The Indian National Science Academy (INSA) elected him as their Fellow in 1984. Six years later, the two other major science academies of India, The Indian Academy of Sciences (IAS) and the National Academy of Sciences, India (NASI), followed suit by electing him as a Fellow in 1990. He was Fellow of the Third World Academy of Sciences (TWAS), an honorary Fellow of the Association for Tropical Biology and Conservation (ATBC) and a recipient of the National Environment Fellowship of the Ministry of Environment and Forests for his field research in the Western Ghats. He was elected as a Foreign Associate of the US National Academy of Sciences in 1991 and he served as a member of the British Ecological Society and Ecological Society of America.

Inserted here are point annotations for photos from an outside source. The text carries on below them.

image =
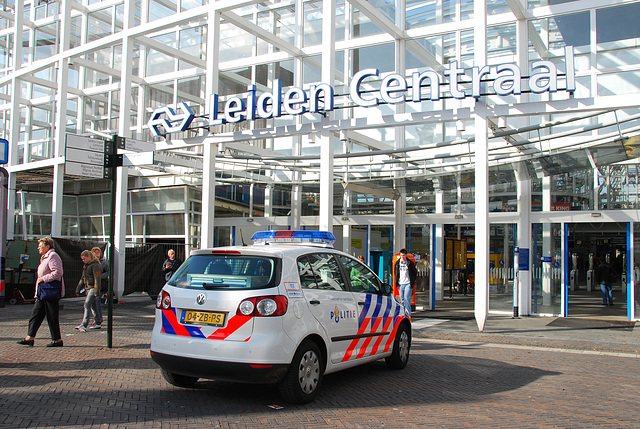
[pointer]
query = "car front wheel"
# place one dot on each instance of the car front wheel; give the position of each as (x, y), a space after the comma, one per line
(401, 346)
(304, 377)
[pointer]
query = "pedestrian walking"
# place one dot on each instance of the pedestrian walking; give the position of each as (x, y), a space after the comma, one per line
(170, 265)
(406, 273)
(90, 283)
(104, 271)
(49, 278)
(604, 275)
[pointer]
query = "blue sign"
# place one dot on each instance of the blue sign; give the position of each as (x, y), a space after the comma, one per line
(523, 261)
(4, 151)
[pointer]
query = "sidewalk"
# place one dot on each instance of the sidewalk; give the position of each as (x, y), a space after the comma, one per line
(587, 334)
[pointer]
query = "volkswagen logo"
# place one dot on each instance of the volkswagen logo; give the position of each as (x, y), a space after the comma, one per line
(201, 299)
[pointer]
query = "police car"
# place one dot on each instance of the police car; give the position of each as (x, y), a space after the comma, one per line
(287, 310)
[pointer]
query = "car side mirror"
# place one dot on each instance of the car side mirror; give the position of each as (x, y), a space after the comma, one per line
(387, 289)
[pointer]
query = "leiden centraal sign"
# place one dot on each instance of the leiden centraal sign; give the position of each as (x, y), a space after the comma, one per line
(501, 80)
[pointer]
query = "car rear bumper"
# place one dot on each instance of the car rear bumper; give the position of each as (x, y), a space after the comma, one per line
(220, 370)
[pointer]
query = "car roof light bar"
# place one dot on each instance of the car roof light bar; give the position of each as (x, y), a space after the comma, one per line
(291, 236)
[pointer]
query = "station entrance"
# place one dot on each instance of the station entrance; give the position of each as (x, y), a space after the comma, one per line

The Government of India awarded him the fourth highest civilian honour of the Padma Shri in 1981 and the Council of Scientific and Industrial Research (CSIR), an autonomous government agency awarded him Shanti Swarup Bhatnagar Prize for Science and Technology, the highest Indian award in the Science and Technology sector, in 1986. In between, in 1983, the Government of Karnataka honoured him with Rajyotsava Prashasthi, their second highest civilian award. His alma mater, Harvard University, presented him with the Harvard Centennial Medal, an annual honour given to its alumni for their achievements in their respective field of service, in 2002. The next year, he shared the 2003 Volvo Environment Prize of the Volvo Environment Prize Foundation, with Muhammad Yunus, the social entrepreneur from Bangladesh.

Gadgil received the Padma Bhushan, the third highest civilian award from the Government of India in 2006 and the H. K. Firodia award of the H. K. Firodia Foundation reached him a year later, in 2007. The Central University of Orissa honoured him with the degree of Doctor of Science (Honoris Causa) in 2013 and The Energy and Resources Institute (TERI) recognised the contributions of the Western Ghats Ecology Experts Panel (WGEEP) and its chairman with the Georgescu-Roegen Award in 2014. The University of Southern California awarded him the John and Alice Tyler Prize for Environmental Achievement in 2015, which he shared with Jane Lubchenco, a Distinguished Professor of Oregon State University, making him the second Indian, after M. S. Swaminathan, to receive the Prize. He is also a recipient of the Vikram Sarabhai Award and Ishwarchandra Vidyasagar Award.

He received the Fergusson Gaurav Puraskar 2019, for being an Outstanding Alumnus from his Alma Mater, Fergusson College on 6 January 2019. The United Nations awarded him the Champions of the Earth award in 2024.

== Eponymy ==
Elaeocarpus gadgilii, is a tree species described in 2021 from the Nelliampathy hills in Palakkad district of Kerala, India named in honour of him.
A species of frog, Micrixalus gadgili, is also named after him.